Comparative Analysis and Training Results of VITS2 with HifiGAN, iSTFT and BigVGAN

FENRlR / MB-iSTFT-VITS2

Application of MB-iSTFT-VITS components to vits2_pytorch

MIT License

118 stars 29 forks source link

Comparative Analysis and Training Results of VITS2 with HifiGAN, iSTFT and BigVGAN #2

Open shigabeev opened 1 year ago

shigabeev commented 1 year ago

Greetings,

First and foremost, I'd like to extend my commendations on developing such an outstanding model; its performance surpasses anything I have personally trained thus far. It's a noteworthy contribution to the field, and I applaud your work.

I've conducted a series of training experiments to validate the efficiency and efficacy of your model. For ease of reference, I've made the training results, model weights, and TensorBoard logs publicly accessible. You can review them via the following Google Drive link: Training Results and Model Weights

Moreover, I've prepared audio samples that compare the performance of your model with that of VITS2, HifiGAN, and BigVGAN. This will offer a comprehensive perspective on how your model stacks up against other state-of-the-art solutions in the domain. Comparative Audio Samples

Best wishes

FENRlR commented 1 year ago

A huge thank you for sharing the results. The main reason of using iSTFT here was its fast synthesis speed that it showed from its original VITS variant. As so, I would say the result is far beyond my expectations. Magnificent.

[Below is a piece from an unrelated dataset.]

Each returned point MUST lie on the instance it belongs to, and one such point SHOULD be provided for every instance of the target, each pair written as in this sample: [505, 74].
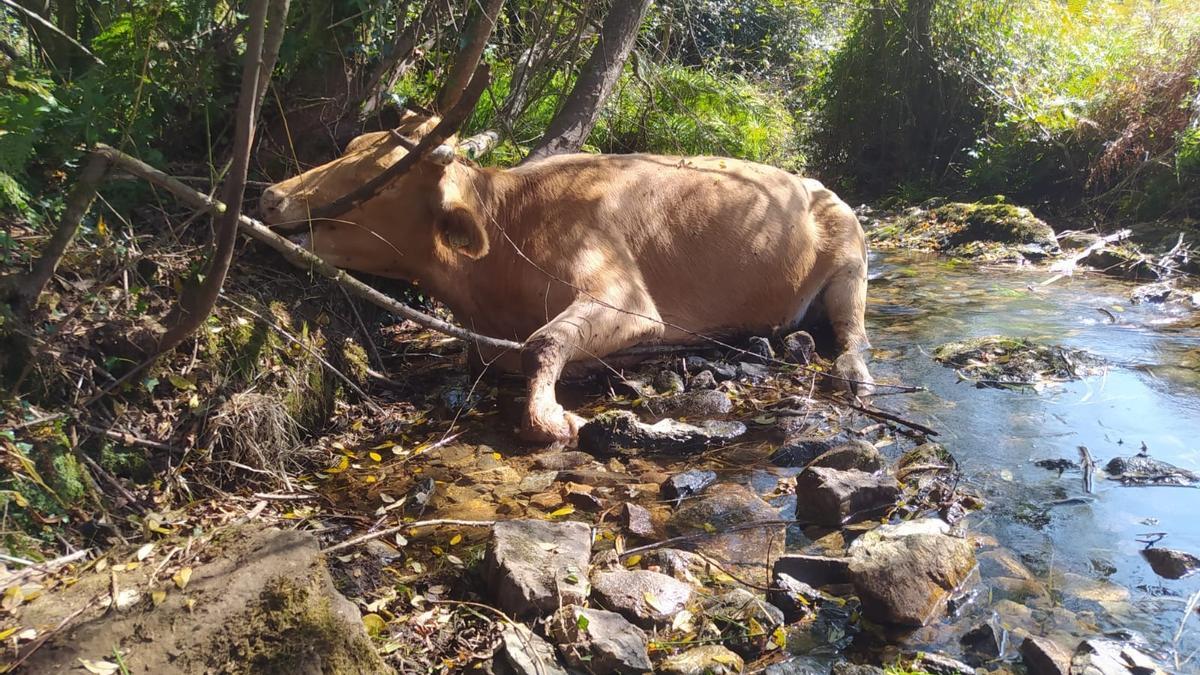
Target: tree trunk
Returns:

shigabeev commented 1 year ago

@FENRlR do you know by chance the optimal configs for different sampling rates? I need 16kHz, 24kHz and 48kHz.

FENRlR commented 1 year ago

Currently, no. It seems there were some issues with 16kHz sampling rate in the original iSTFT repo. I've never seen the other two, however.

p0p4k commented 1 year ago

@FENRlR hi, can you add me on discord and ping me? (id -> p0p4k)' thanks.

DavidNTompkins commented 1 year ago

Super neat! Was this on an A100? Looks like it took ~3 days?

Insensiblee commented 1 year ago

I downloaded the model from the web disk you provided, and reported this error when reasoning, do you know how to solve it? RuntimeError: Error(s) in loading state_dict for SynthesizerTrn: size mismatch for enc_p.emb.weight: copying a param with shape torch.Size([155, 192]) from checkpoint, the shape in current model is torch.Size([205, 192]).

shigabeev commented 1 year ago

I downloaded the model from the web disk you provided, and reported this error when reasoning, do you know how to solve it? RuntimeError: Error(s) in loading state_dict for SynthesizerTrn: size mismatch for enc_p.emb.weight: copying a param with shape torch.Size([155, 192]) from checkpoint, the shape in current model is torch.Size([205, 192]).

Hey, it's possible that the repository have changed and some weight sizes don't match defaults anymore. The easiest way to run it is to go back to the commit that dates back to the time of the post, clone it, plug in the weights and launch it from there.

FENRlR commented 1 year ago

@Insensiblee Before reverting back to that commit, have you tried changing symbols? The length of symbols he used for Russian is exactly 155, while 205 is the length of the default symbol. So I'm 90% sure that you've forgot to modify it.